The tongue-in-cheek fairy tale for grown-ups can be satirically amusing with its wayward notions. Little Red Riding Hood (Danielle Ferland) is a no-nonsense brat with a knife at the ready. Jack (Ben Wright) would make Simple Simon look like an overachiever, but he finds the courage for his gigantic encounter. Cinderella's Prince is an operetta throwback, a royal who can explain himself at one point with ``I've been raised to be charming, not sincere.''

As the Witch, Miss Peters makes her entrance in a definitive fright wig and Press-On talons. The Witch regains her looks when she loses her sorcerous powers - a happy metamorphosis for all. The star scores powerfully in such numbers as ``Stay With Me'' and ``Lament.''

The Sondheim score (orchestrated by Jonathan Tunick) is a triumph of witty verse, intricate harmonies, and lilting melodies. Whether in solos, duets, or ensembles, the singing actors handle their responsibilities impeccably under Paul Gemignani's musical direction. In a mostly nonsinging role, Tom Aldredge doubles handily as the laconic narrator and a not so mysterious Mystery Man.

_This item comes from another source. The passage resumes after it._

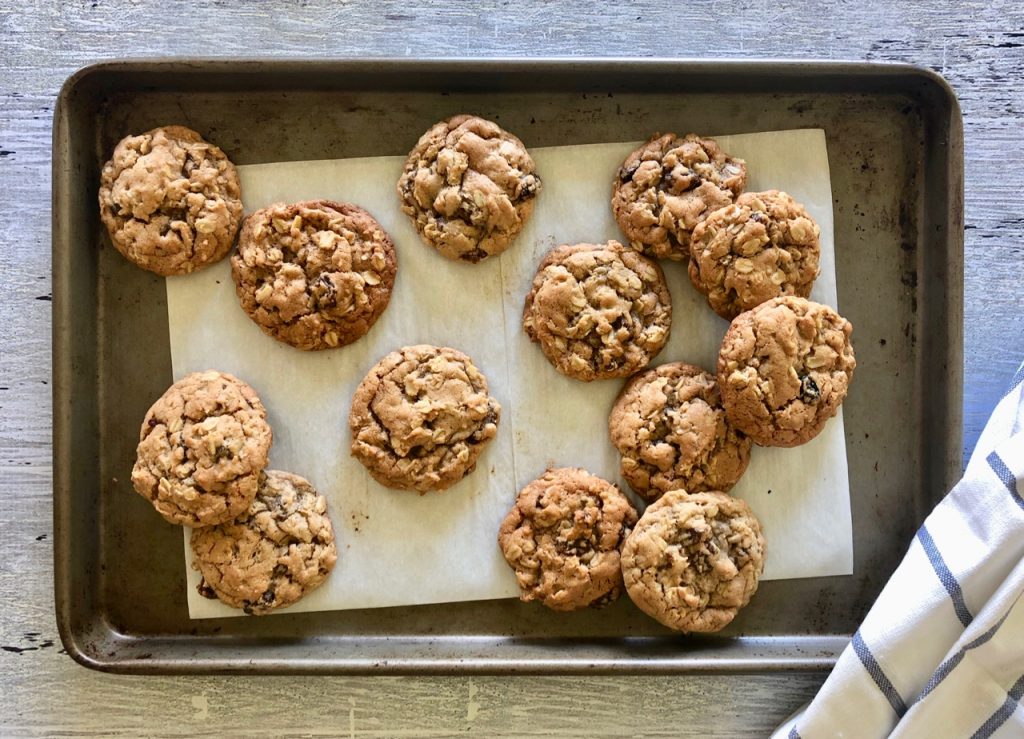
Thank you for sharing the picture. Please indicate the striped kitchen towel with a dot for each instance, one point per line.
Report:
(941, 652)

For an environmental touch, birdsong greets the assembling audience at the Martin Beck and filters through the intermission. Tony Straiges has designed a setting, sunnily or eerily lighted by Richard Nelson, that begins with the picture-book scenery of the prologue and dissolves into the overgrown evergreenery of the forest depths. Credit Alan Stieb and James Brousseau for the Giant's thunderous footfalls preceding Mr. Straiges's second-act coup de th'e^atre. Patricia Zipprodt and Ann Hould-Ward's picturesque costumes can be quaint or sophisticated as occasion demands. But when all is said and sung, it is the Sondheim score that charms the listener.